You can use the graph for a trigonometry function to show average daily temperatures at a specific location. For example, a relatively reasonable model for the average daily temperature in Peoria, Illinois, is T(x) = 50 – 42 cos (0.017x – 0.534), where x is the day of the year starting with January 1 as Day 1. The T(x) represents the temperatures in degrees Fahrenheit. The graph is in radian measure, because radians are real numbers, as opposed to degrees — and that’s how you count off the days. The following figure shows what the graph of the function looks like for the whole year.

The multiplier on the cosine function is 42, so the amplitude of the curve is 42. Don’t worry about the negative sign in front of the 42. The curve goes upward and downward anyway, so the negative sign just makes it go downward and then upward, instead of the reverse, which represents those cold days in January.

The period is affected by the multiplier 0.017. The result of that multiplication is that only 0.017 of a cosine curve takes up the usual amount of space for an entire curve, which is 2π, or a little over 6 units. Because this graph is for a whole year, the curve has to spread out over 365 units, so that each of the horizontal units has just a little part of it.

The shift upward of 50 units is the middle temperature for the year. Add the amplitude of 42 to this number, and the average temperature gets up to 92 degrees; subtract the amplitude, and the average gets down to 8 degrees. Note that the curve starts a little to the right of the y-axis to account for when the seasons change.

Dates and average temperatures in Peoria, Illinois.
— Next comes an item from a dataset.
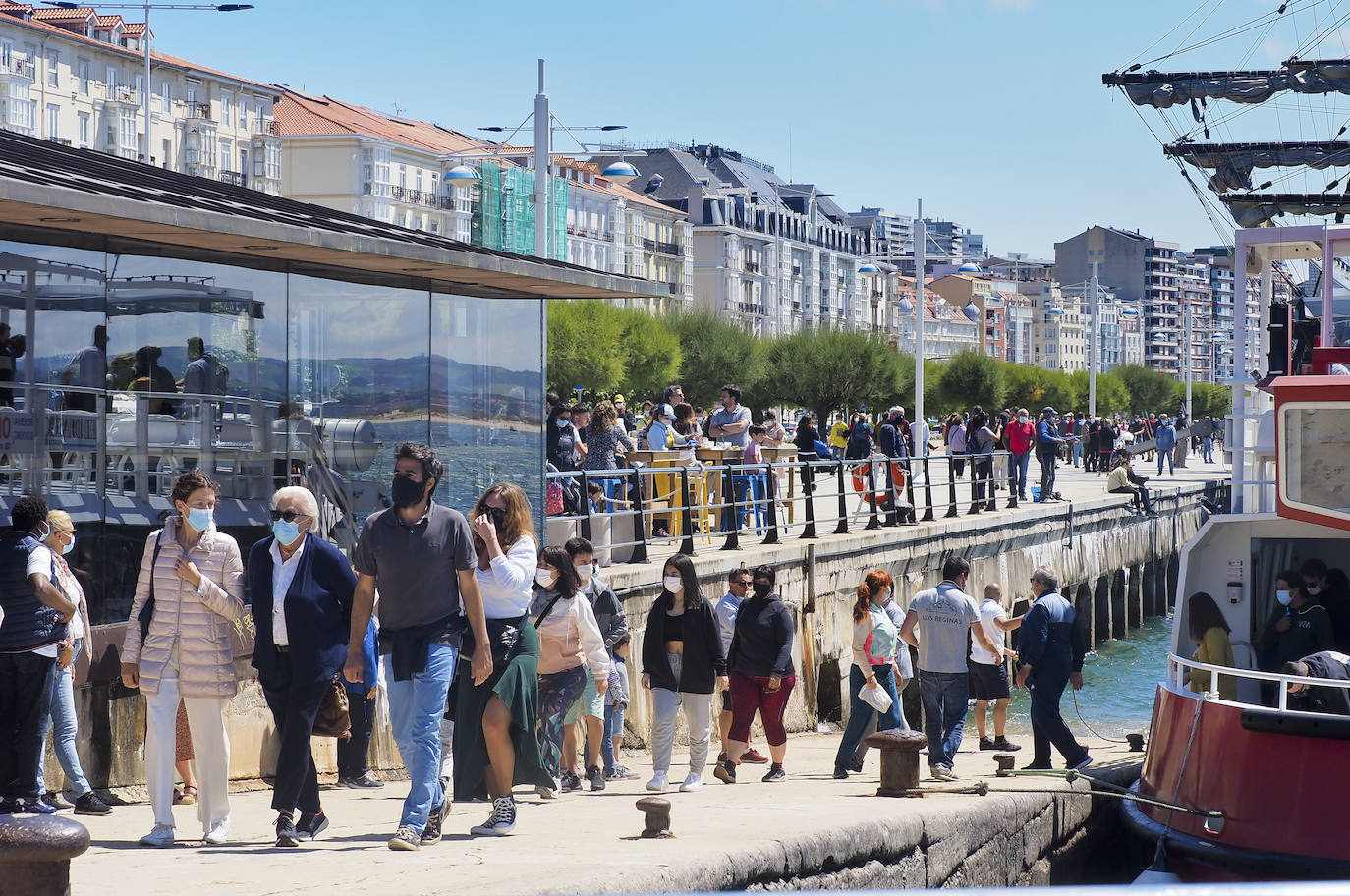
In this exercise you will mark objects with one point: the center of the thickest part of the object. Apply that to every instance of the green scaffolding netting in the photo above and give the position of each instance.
(504, 212)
What do you do with the graph? You can estimate when the highest and lowest temperatures occur and get an idea of the types of temperatures to expect if you move to Peoria, Illinois. The preceding figure shows the graph of the average temperatures with points for some days of the year and the average temperatures on those days. A graphing calculator is indispensable when graphing these figures and calculating values. You can either input x-values to find out what the y-values are at those points, or you can trace along the curve to get the measures.